Once they find you online…then where do they go? The truth is that in order to minister to this generation you need to hustle. That’s a lesson that most don’t want to hear and the biggest fear of luddites who refuse to put their homilies online or who constantly say that “online does not equal community” is that folks might stay online in favor of an actual, real time, face to face, community.
Michele Nuzzo-Naglieri of Headline Bistro gets this and the main thrust of my book extremely well and thus, gets a h/t as well.
Mike Hayes argues that, almost equal to the desire to find love, Millennials are also concerned with “security” and “truth,” and that the two go hand in hand. In a recent Catholic Focus episode, Hayes explained that for young Americans in particular, events in recent years (Columbine, 9/11, Katrina, the wars in Iraq and Afghanistan – to name a few) have induced both an overall sense of fear over the precariousness of life, and feelings of distrust in humankind. This in turn is causing many of them to search for something to hold on to that remains unchanged. “God” and “faith in God” have stood the test of time, and while Millennials would perhaps not be prepared to step foot into a church, they are looking for sources that point to the truth.
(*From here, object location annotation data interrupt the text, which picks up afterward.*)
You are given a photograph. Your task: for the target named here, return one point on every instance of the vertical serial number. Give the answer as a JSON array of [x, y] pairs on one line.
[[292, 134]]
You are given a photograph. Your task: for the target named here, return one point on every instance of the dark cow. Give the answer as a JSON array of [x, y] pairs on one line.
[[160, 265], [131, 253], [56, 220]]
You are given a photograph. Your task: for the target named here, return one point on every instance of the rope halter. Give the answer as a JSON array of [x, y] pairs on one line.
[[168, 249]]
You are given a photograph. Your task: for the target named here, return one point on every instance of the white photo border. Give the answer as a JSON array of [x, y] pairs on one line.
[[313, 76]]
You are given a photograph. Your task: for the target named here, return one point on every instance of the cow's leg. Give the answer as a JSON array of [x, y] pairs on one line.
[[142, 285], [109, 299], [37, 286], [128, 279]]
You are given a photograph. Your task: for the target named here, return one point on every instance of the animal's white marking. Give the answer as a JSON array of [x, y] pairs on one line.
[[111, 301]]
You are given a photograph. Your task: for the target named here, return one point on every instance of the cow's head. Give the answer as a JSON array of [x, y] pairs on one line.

That being said, we are left to wonder where their search is leading them. They may find answers that are irrelevant to their questions or perhaps too simplistic in nature and either stop there or end their search, dissatisfied. How do we ensure that these modern seekers of God find Him? How do we ensure that they are finding the right gateways that lead them to a community of believers asking the tough questions and sharing insights? How do we provide for them a safe online faith environment until they are ready to take the next step? Time to apply our talents and creativity to the mission of digital evangelization.
As Pope Benedict says, “Life is a search for the true, the good and the beautiful” – let’s make sure we’re doing our part to influence where that search may lead.
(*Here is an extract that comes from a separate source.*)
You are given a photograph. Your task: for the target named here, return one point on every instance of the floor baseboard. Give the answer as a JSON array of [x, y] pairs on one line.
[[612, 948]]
Amen. All of this tells me that the most important thing for us to do is to look interesting online, to be a presence for the young people who are struggling to make good choices. We always have to be thinking of the next step, of where young people will be led. Many will find us online and what they find there says a lot to them about who we are, or more appropriately about what our websites or blogs or podcasts transmit to them about who we are.
And that is their first step in spiritual seeking and it serves as a test case for them to find out just who we are as church.
In other words…
If your website looks awful then young people think your church is awful. If it’s not up to date than they think nothing has been going on since that last update. if you have wrong information on it than that says that you don’t care enough about wanting them to get involved.
I’m assuming that in your case, none of that is true. And if so, then you’d best get to work updating your site.
Because in a digital world, where every piece of information needs to be at the fingertips of young people, if it doesn’t exist online…then neither do you.